Henri Picard

Uit Wikipedia, de vrije encyclopedie
Werk aan de winkel Dit artikel staat op een nalooplijst. Als de inhoud op verifieerbaarheid gecontroleerd is, kan dit sjabloon verwijderd worden. Geef dat ook aan op de betreffende nalooplijst. Bekijk ook de bewerkingsgeschiedenis om te zien of anderen hier al aan gewerkt hebben.
Henri Picard in 1942
Oorlogskruis

Henri A. Picard (Etterbeek, 17 april 1916 - Görlitz, 25 maart 1944) was militair tijdens de Tweede Wereldoorlog.

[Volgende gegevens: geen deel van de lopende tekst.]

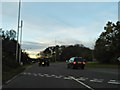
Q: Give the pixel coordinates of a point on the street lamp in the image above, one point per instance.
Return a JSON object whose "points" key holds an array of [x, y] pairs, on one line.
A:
{"points": [[18, 30]]}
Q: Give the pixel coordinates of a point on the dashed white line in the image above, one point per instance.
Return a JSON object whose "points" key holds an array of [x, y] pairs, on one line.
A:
{"points": [[82, 78], [96, 80], [82, 83], [35, 74], [114, 82], [67, 78], [53, 75], [29, 73]]}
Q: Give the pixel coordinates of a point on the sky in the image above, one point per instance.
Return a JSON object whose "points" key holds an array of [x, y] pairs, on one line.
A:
{"points": [[58, 23]]}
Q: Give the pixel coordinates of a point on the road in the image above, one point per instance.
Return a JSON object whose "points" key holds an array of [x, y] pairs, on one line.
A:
{"points": [[57, 75]]}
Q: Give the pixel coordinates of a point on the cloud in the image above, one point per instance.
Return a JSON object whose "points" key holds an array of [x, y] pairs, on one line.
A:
{"points": [[33, 46]]}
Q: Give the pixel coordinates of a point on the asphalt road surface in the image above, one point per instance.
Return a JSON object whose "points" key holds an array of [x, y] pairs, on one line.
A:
{"points": [[57, 75]]}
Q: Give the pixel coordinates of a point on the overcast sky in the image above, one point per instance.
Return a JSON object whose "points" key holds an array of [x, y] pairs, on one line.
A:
{"points": [[63, 22]]}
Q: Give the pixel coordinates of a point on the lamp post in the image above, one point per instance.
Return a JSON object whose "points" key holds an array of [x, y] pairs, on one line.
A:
{"points": [[18, 30], [20, 43]]}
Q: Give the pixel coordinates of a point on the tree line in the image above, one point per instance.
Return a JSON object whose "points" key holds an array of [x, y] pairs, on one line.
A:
{"points": [[9, 50], [106, 49]]}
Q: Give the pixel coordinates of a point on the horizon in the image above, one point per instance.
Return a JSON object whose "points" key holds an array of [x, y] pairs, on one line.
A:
{"points": [[56, 23]]}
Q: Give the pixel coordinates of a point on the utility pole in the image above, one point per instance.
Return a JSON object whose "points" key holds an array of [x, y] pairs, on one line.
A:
{"points": [[18, 31], [20, 42]]}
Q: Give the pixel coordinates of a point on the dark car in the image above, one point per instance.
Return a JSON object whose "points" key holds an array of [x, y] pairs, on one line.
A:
{"points": [[76, 62], [44, 62]]}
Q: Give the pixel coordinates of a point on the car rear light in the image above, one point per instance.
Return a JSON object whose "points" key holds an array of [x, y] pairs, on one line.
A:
{"points": [[84, 63], [74, 62]]}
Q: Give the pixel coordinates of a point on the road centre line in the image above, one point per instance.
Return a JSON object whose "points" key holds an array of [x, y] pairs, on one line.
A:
{"points": [[96, 80], [81, 83], [114, 82]]}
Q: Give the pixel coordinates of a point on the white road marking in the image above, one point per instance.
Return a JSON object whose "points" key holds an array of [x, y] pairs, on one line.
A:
{"points": [[29, 73], [67, 78], [81, 83], [41, 75], [82, 78], [25, 73], [53, 75], [57, 77], [96, 80], [35, 74], [112, 80]]}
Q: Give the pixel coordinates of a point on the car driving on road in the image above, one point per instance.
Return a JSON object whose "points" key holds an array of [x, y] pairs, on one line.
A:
{"points": [[44, 62], [76, 62]]}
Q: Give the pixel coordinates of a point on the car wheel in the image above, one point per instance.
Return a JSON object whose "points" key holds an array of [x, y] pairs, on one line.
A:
{"points": [[82, 67], [68, 66], [47, 64]]}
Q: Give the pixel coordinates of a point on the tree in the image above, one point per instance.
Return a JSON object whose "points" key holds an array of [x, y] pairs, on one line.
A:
{"points": [[108, 44]]}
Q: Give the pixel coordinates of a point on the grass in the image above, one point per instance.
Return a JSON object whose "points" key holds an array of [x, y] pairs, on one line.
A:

Picard heeft gestudeerd in Boom, Brussel en Malonne, waarna hij in 1936 naar de Koninklijke Militaire School ging en toegevoegd wordt aan de 82ste Promotie Infanterie-Cavalerie. Dan komt hij bij de Ardeense Jagers, maar inmiddels heeft hij bedacht dat hij wil leren vliegen.

Per 1 december 1938 gaat hij naar de School van het Vliegwezen in Evere voor een opleiding tot waarnemer en per 3 januari mag hij naar de Vliegschool in Wevelgem. Hij leert vliegen in Avro 504N en SV 4B toestellen. De vervolgopleiding is in Goetsenhoven, maar deze wordt overgeplaatst eerst naar Frankrijk en al gauw naar Oujda in Marokko.

Als Picard en 59 kameraden weigeren de nederlaag te aanvaarden, verlaten zij Oujda en gaan naar Casablanca. Met de 'David Livingstone' varen zij naar Gibraltar, en vandaar met de 'Harison' naar Engeland. Daar komen zij op 14 juli 1940 aan. Na een opleiding van drie maanden wordt Picard Piloot-Officier. Bij een van zijn vluchten haalt hij ter hoogte van Griz-Nez twee Focke-Wulf Fw 190 toestellen neer en wordt later beloond met het Oorlogskruis met twee palmen. Tijdens Operatie Jubilee bij Dieppe haalt hij weer zo'n toestel neer.

Gewond, gevangen, ontsnapt[bewerken | brontekst bewerken]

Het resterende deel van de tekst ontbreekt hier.